Third, we highlight how acquisitions are value-destroying in aggregate for public companies but a core competency in PE. In 1991, the Finance Director at NatWest told this analyst, with a huge sigh, “When they talk strategy, I have to reach for my chequebook”. It reflects the fact that financial returns are not always the key driver to acquisitions – a view we believe to be prevalent across many public companies.

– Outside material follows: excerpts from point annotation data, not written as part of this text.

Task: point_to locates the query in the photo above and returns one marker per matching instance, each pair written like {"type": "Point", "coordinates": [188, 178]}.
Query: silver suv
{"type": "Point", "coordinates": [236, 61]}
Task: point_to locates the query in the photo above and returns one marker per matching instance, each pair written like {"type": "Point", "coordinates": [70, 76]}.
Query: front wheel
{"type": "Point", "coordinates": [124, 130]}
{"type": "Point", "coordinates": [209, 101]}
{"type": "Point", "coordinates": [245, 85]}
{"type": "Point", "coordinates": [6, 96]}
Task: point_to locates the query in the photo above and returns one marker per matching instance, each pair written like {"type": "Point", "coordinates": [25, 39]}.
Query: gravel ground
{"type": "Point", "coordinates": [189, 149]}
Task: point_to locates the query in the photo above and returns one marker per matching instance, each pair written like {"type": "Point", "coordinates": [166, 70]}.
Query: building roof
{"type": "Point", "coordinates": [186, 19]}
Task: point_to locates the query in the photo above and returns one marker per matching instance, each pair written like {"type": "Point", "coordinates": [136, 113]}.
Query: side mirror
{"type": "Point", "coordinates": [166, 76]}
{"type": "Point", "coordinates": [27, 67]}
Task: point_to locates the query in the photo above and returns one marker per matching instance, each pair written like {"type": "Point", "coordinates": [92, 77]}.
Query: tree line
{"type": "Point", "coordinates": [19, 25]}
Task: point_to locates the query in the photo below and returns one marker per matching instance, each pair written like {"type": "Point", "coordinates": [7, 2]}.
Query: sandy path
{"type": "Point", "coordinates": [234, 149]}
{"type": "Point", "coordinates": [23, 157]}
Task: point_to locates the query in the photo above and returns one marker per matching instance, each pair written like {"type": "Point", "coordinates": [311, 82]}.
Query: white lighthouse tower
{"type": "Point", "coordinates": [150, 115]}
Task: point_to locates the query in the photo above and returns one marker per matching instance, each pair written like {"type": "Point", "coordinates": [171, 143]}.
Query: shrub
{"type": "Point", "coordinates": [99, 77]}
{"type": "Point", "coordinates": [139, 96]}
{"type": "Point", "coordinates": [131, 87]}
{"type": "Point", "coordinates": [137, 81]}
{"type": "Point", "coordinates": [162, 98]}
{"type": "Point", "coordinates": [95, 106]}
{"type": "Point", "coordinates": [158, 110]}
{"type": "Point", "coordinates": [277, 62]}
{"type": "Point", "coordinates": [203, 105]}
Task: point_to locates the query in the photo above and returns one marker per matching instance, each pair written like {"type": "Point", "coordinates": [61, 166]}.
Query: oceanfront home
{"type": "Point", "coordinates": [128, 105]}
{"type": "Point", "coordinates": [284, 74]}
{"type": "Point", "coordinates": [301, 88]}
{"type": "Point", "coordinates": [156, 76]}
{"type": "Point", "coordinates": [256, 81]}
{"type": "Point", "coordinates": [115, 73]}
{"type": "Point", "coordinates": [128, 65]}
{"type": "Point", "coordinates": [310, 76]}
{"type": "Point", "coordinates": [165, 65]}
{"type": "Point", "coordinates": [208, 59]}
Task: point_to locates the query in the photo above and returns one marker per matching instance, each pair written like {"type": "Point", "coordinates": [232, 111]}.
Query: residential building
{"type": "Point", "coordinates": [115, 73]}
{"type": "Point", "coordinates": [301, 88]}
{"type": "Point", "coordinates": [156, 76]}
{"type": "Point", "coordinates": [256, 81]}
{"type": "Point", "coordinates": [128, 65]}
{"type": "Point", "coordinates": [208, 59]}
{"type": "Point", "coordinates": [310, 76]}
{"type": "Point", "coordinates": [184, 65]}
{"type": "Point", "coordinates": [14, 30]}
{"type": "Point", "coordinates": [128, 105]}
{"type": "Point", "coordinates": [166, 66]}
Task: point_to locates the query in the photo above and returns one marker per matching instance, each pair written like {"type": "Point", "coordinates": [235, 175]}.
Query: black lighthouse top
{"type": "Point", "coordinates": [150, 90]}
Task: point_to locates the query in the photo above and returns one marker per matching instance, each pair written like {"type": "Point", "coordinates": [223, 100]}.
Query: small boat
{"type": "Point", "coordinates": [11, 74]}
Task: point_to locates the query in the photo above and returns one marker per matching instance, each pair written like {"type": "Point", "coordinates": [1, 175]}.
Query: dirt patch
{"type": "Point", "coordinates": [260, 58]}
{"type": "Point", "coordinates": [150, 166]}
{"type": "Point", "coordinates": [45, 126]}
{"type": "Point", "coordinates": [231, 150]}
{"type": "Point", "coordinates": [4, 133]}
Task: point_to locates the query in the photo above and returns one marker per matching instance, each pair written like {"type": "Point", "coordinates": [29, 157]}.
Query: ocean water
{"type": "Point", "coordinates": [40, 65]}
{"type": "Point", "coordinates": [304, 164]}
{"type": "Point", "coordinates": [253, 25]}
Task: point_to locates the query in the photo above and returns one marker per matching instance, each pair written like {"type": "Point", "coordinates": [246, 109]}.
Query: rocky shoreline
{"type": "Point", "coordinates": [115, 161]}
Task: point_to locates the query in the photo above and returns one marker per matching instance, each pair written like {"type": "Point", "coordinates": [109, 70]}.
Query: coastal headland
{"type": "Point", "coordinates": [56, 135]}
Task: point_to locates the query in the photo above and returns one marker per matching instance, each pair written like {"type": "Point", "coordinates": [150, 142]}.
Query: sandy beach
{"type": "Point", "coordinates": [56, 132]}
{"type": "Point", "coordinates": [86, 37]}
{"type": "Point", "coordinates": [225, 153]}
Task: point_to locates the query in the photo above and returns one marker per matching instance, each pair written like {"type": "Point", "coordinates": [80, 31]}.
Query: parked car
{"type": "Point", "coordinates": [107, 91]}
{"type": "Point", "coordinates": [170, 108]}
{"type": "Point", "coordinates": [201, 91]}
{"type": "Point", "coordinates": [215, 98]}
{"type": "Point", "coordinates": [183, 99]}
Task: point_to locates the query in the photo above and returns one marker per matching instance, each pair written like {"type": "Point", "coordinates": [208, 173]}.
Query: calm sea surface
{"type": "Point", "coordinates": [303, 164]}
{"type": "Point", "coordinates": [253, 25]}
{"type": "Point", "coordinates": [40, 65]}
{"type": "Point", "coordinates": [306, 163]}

Fourth, we highlight non-performance-related remuneration – the lower level of shareholders’ involvement may see remuneration biased away from bottom-line performance onto other metrics, to the detriment of long-term investor returns. In addition, there is the risk that listed companies benchmark remuneration against what their peers pay, rather than the performance of the company.
Pantheon International is a listed FTSE 250 private equity investment trust, overseen by an independent Board of Directors and managed by Pantheon, one of the leading private equity investment managers globally.